Patient-Specific Models of Treatment Effects Explain Heterogeneity in Tuberculosis
- URL: http://arxiv.org/abs/2411.10645v1
- Date: Sat, 16 Nov 2024 00:55:24 GMT
- Title: Patient-Specific Models of Treatment Effects Explain Heterogeneity in Tuberculosis
- Authors: Ethan Wu, Caleb Ellington, Ben Lengerich, Eric P. Xing,
- Abstract summary: Tuberculosis (TB) is a major global health challenge, compounded by co-morbidities such as HIV, diabetes, and anemia.
Traditional models of TB often overlook this heterogeneity by focusing on broad, pre-defined patient groups.
We propose moving beyond coarse subgroup analyses by using contextualized modeling, a multi-task learning approach.

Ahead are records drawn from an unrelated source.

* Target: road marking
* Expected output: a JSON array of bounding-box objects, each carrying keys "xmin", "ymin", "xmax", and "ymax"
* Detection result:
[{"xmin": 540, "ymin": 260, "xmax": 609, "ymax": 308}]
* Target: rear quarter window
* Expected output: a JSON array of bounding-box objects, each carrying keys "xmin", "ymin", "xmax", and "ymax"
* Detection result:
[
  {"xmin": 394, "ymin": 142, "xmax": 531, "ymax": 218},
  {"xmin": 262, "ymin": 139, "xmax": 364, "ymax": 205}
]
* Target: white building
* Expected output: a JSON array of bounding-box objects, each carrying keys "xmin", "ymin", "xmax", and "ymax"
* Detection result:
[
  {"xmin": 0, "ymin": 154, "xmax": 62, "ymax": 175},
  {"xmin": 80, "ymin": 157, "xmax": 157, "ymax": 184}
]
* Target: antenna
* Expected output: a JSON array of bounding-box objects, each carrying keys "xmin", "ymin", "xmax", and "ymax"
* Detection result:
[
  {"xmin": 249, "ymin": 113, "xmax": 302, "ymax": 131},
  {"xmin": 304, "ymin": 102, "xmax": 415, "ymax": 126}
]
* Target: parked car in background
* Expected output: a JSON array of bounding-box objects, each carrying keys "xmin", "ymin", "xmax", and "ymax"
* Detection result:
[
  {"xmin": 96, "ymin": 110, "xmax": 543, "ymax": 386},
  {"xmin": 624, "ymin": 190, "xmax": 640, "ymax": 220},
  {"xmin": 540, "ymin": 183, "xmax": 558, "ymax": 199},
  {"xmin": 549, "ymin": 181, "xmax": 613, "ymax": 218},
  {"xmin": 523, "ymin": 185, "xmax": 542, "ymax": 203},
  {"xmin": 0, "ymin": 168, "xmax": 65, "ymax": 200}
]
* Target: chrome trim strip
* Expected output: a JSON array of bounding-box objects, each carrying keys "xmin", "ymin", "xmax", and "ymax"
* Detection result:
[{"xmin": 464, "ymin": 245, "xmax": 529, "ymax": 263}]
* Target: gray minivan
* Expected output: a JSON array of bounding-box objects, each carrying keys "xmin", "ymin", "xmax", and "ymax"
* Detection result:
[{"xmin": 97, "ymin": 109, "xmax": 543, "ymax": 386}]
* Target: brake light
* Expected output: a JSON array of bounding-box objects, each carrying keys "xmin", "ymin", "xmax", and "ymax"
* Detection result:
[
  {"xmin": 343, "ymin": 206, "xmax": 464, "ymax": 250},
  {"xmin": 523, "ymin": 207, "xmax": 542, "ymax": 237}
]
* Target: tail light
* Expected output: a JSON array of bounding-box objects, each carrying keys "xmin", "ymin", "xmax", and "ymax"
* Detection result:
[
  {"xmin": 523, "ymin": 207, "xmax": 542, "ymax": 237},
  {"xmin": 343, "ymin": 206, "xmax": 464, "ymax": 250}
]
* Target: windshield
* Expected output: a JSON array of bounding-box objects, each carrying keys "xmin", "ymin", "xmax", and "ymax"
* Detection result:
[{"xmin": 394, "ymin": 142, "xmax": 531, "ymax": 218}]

- Score: 41.015496177711334
- License:
- Abstract: Tuberculosis (TB) is a major global health challenge, and is compounded by co-morbidities such as HIV, diabetes, and anemia, which complicate treatment outcomes and contribute to heterogeneous patient responses. Traditional models of TB often overlook this heterogeneity by focusing on broad, pre-defined patient groups, thereby missing the nuanced effects of individual patient contexts. We propose moving beyond coarse subgroup analyses by using contextualized modeling, a multi-task learning approach that encodes patient context into personalized models of treatment effects, revealing patient-specific treatment benefits. Applied to the TB Portals dataset with multi-modal measurements for over 3,000 TB patients, our model reveals structured interactions between co-morbidities, treatments, and patient outcomes, identifying anemia, age of onset, and HIV as influential for treatment efficacy. By enhancing predictive accuracy in heterogeneous populations and providing patient-specific insights, contextualized models promise to enable new approaches to personalized treatment.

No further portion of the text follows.